Wilbrandt machte nun seine Angaben – und als Folge davon begann der Kommissar zu telephonieren. Wilbrandt hörte sich das eine Weile geduldig mit an, dann machte er den Vorschlag, seinerseits einmal ein Gespräch führen zu dürfen. Gewiß – warum nicht! Und der Herr Kommissar staunte nicht wenig, als dieser sonderbare alte Mann ohne weiteres das Ministerium anrief, den Kultusminister verlangte und mit diesem eine freundschaftliche Unterhaltung begann, der der Kommissar, der sich natürlich mit in das Gespräch eingeschaltet hatte, mit wachsendem Erstaunen folgte. Als Wilbrandt schließlich bat, Exzellenz möge irgend jemand herschicken, um ihn zu beglaubigen und der Minister erklärte, er würde sogleich selbst kommen, war dem Beamten aller Spott über die Angaben des verhafteten abhandengekommen. Und der Schutzmann zeigte eine Miene, als fürchte er nunmehr die gewaltigsten Donnerwetter, die je seit Beginn seiner Dienstzeit über ihn herniedergegangen waren. Diese Besorgnisse aber erwiesen sich bald als ganz unbegründet. Professor Wilbrandt war von der Weisheit der Staatsordnung überzeugt und wußte sehr wohl, daß auch einmal ein Unschuldiger in das Getriebe dieses gefährlichen Räderwerks geraten kann. Der Schutzmann wurde mit einem Taler beschenkt und dann hinausgeschickt, was jenen so in Verwirrung versetzte, daß er sich wichtig wie die Hauptperson eines Märchens vorkam. Und als nach zehn Minuten ein Wagen vor der Polizeiwache hielt, dem der Minister eilig und nicht ohne lebhafte Spannung entstieg, fand er drinnen seinen Freund Wilbrandt ernsthaft und sehr friedlich mit dem Kommissar über den Fall sinnend und grübelnd – vor allem über die merkwürdige Frage, was den Chinesen veranlaßt haben könne, das Feld zu räumen und die Mausfalle weit offenstehen zu lassen. Es hatte sich schon die verblüffende Tatsache ergeben, daß Wilbrandt annähernd fünfzig Stunden geschlafen hatte. Mehr als ein ganzer Tag und zwei volle Nächte waren in seinem Leben verflossen, ohne daß er an ihnen irgendeinen Anteil genommen hatte.

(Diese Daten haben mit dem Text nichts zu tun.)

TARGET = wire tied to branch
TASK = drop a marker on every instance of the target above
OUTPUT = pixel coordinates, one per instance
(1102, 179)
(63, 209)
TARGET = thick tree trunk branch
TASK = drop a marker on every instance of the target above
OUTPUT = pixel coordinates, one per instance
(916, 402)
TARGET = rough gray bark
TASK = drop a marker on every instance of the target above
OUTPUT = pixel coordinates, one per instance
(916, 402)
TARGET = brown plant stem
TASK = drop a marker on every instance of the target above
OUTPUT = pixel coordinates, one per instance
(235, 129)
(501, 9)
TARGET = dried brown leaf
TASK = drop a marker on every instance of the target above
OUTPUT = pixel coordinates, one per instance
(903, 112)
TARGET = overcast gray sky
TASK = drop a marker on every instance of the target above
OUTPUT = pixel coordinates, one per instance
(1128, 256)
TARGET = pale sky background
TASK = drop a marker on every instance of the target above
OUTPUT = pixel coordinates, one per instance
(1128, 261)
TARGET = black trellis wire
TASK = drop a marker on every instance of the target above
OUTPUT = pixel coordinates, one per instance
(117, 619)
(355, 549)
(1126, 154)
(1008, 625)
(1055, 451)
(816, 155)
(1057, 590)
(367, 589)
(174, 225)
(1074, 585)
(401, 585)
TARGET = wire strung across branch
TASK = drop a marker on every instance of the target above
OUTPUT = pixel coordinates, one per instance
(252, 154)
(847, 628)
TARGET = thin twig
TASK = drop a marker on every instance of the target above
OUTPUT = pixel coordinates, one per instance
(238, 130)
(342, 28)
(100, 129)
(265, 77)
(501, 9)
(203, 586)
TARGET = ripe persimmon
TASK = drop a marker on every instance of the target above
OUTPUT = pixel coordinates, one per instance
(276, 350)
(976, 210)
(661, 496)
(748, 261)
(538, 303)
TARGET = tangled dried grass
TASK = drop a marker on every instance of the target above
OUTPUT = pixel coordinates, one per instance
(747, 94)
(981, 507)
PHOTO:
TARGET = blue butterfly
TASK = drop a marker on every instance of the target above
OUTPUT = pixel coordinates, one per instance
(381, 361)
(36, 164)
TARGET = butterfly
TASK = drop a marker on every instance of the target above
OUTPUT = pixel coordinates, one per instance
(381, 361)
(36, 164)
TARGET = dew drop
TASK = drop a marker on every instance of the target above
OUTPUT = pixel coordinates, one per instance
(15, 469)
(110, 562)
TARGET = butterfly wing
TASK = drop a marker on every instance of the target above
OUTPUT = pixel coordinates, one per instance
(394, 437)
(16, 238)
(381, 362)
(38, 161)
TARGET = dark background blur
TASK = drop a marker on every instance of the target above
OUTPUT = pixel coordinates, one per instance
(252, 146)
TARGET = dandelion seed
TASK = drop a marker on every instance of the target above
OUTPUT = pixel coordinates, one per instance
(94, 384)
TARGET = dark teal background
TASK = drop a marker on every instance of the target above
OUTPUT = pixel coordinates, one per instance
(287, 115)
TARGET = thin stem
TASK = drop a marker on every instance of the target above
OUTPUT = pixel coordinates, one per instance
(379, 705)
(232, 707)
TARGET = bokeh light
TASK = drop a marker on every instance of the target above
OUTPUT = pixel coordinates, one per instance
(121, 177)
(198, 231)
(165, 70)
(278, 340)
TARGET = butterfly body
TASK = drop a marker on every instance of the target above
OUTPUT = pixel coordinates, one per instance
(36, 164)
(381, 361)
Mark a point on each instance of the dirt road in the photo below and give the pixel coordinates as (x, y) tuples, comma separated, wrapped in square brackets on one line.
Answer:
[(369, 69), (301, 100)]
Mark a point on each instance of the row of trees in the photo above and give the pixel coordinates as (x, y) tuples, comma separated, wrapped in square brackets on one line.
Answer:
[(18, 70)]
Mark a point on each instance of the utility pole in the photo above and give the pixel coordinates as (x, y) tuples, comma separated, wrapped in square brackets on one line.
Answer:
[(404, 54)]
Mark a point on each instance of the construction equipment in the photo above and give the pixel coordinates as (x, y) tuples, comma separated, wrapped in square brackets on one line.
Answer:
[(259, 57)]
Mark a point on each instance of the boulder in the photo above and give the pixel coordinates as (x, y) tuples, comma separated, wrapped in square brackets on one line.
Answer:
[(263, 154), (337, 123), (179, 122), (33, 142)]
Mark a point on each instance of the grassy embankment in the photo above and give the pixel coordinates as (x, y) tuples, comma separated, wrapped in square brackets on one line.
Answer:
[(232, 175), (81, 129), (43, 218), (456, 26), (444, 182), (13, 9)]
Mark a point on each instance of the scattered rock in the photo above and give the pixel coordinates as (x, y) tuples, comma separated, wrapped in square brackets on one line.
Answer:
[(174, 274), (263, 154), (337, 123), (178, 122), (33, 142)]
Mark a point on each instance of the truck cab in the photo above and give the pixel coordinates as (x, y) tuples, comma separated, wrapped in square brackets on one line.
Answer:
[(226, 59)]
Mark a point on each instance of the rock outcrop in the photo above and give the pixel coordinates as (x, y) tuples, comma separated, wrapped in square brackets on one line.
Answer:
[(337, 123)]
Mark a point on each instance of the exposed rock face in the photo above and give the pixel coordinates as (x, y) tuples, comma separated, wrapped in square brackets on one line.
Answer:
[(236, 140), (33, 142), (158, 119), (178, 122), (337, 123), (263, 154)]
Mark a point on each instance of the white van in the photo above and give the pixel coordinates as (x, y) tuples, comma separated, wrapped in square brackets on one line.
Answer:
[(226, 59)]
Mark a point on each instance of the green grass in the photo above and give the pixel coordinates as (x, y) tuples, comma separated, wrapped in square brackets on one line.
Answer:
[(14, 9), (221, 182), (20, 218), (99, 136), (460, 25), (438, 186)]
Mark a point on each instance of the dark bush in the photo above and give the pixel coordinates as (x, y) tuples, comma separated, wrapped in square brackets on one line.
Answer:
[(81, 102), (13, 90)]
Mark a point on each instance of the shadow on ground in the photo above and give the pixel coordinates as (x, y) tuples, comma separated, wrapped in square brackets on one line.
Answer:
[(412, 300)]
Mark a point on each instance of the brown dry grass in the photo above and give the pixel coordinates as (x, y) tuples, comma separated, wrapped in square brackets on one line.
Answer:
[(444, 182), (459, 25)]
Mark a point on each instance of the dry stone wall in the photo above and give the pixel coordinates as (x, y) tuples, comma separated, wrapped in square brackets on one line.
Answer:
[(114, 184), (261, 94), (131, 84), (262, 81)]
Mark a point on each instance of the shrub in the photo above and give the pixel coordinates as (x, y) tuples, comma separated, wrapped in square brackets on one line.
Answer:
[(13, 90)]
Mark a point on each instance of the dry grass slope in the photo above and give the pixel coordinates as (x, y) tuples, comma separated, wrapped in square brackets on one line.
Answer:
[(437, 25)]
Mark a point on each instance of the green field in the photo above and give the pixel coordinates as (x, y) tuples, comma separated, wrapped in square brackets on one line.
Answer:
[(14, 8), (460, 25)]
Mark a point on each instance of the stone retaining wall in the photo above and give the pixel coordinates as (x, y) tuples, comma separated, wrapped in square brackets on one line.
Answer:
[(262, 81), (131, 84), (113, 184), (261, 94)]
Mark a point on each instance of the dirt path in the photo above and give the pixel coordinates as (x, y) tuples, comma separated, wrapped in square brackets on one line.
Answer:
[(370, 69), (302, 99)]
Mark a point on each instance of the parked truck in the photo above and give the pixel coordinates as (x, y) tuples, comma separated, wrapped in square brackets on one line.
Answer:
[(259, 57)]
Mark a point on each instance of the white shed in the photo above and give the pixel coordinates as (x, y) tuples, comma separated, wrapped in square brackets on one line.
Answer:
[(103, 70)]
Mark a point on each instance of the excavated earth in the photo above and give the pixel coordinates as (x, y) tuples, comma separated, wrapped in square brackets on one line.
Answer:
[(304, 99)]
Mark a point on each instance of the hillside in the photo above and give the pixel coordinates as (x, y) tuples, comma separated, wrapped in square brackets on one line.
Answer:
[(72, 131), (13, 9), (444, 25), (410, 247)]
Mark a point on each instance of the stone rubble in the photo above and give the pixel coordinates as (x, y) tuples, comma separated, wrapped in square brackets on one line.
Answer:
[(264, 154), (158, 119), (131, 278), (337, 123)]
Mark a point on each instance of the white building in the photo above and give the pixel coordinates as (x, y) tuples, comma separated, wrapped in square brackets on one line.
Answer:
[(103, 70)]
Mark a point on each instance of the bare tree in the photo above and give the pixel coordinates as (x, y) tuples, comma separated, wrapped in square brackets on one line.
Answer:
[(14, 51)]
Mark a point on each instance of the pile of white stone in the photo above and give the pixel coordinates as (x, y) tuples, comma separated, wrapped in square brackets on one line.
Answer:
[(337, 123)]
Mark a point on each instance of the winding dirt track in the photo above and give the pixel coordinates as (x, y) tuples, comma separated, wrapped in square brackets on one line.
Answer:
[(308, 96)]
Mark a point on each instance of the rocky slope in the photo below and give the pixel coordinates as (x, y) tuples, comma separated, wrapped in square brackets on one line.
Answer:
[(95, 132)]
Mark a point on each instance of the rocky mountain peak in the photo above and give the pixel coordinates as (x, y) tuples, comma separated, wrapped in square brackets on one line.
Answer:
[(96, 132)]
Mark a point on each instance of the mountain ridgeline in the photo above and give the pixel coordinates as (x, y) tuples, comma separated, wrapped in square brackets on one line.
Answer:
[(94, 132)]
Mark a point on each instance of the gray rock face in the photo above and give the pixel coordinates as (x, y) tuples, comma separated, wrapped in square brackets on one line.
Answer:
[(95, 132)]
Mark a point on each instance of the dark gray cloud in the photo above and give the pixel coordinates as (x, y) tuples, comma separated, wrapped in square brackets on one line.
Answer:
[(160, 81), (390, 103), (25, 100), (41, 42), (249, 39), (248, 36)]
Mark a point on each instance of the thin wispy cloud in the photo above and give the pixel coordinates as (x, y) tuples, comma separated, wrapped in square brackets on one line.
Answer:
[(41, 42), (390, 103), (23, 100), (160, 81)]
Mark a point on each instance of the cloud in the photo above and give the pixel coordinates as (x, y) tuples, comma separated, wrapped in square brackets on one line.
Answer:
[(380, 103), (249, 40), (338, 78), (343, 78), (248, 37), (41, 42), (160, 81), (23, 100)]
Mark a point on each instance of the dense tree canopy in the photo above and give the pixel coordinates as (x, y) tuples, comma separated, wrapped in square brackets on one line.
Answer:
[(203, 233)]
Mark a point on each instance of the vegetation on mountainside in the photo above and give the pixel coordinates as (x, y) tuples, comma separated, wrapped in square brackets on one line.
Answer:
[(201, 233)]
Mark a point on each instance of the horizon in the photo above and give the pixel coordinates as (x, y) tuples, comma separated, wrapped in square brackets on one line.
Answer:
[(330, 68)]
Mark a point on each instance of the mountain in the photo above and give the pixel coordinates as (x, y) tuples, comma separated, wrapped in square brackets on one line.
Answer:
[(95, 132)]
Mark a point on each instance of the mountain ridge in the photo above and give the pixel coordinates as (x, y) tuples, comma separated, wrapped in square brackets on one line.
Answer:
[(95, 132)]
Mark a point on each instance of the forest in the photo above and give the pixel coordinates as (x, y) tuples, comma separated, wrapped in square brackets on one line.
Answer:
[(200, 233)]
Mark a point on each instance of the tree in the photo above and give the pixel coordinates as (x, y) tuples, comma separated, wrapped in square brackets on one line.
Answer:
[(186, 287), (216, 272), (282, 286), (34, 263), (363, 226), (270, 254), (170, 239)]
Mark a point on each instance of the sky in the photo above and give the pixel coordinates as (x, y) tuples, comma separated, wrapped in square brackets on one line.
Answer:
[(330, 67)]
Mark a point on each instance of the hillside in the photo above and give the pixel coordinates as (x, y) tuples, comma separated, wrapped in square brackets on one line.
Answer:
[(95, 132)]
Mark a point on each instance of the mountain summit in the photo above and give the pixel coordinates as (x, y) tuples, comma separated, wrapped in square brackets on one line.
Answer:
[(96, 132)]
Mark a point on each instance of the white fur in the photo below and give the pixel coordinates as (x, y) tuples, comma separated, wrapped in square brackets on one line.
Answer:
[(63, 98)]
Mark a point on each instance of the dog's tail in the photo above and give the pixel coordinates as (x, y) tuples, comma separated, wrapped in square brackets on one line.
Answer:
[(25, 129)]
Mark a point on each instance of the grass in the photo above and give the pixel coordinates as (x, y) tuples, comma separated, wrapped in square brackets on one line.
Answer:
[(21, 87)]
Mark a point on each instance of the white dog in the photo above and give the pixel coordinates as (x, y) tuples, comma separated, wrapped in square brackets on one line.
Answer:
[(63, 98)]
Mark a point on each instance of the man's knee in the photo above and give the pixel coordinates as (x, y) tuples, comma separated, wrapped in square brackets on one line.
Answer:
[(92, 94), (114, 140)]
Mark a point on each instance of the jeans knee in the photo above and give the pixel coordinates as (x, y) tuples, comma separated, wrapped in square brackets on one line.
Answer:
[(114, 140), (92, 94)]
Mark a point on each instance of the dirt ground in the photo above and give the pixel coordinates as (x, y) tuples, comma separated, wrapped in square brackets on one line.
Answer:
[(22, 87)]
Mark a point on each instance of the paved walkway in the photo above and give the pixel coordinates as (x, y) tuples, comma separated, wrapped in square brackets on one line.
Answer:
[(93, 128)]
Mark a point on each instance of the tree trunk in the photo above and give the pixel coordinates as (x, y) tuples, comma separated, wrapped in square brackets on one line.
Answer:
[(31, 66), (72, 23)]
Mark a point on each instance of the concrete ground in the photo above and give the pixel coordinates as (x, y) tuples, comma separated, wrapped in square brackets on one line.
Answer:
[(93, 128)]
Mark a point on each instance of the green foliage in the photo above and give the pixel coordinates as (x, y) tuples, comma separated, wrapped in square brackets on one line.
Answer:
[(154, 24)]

Nachdem auch der Minister sich über den rätselhaften Fall weidlich verwundert und dem Kommissar wiederholt strengste Untersuchung anempfohlen hatte (obwohl die Polizei nicht zu seiner Amtsabteilung gehörte), fuhr er Wilbrandt nach Hause, wo dann das Erzählen, verwundern und Kopfschütteln von neuem begann.

Wer aber beschreibt erst des Professors Erstaunen, als er in der untersten Schublade seines Amtszimmers ein wahres Wunderwerk der Waffenkunst fand – den Säbel des Kaisers Tao-kuang!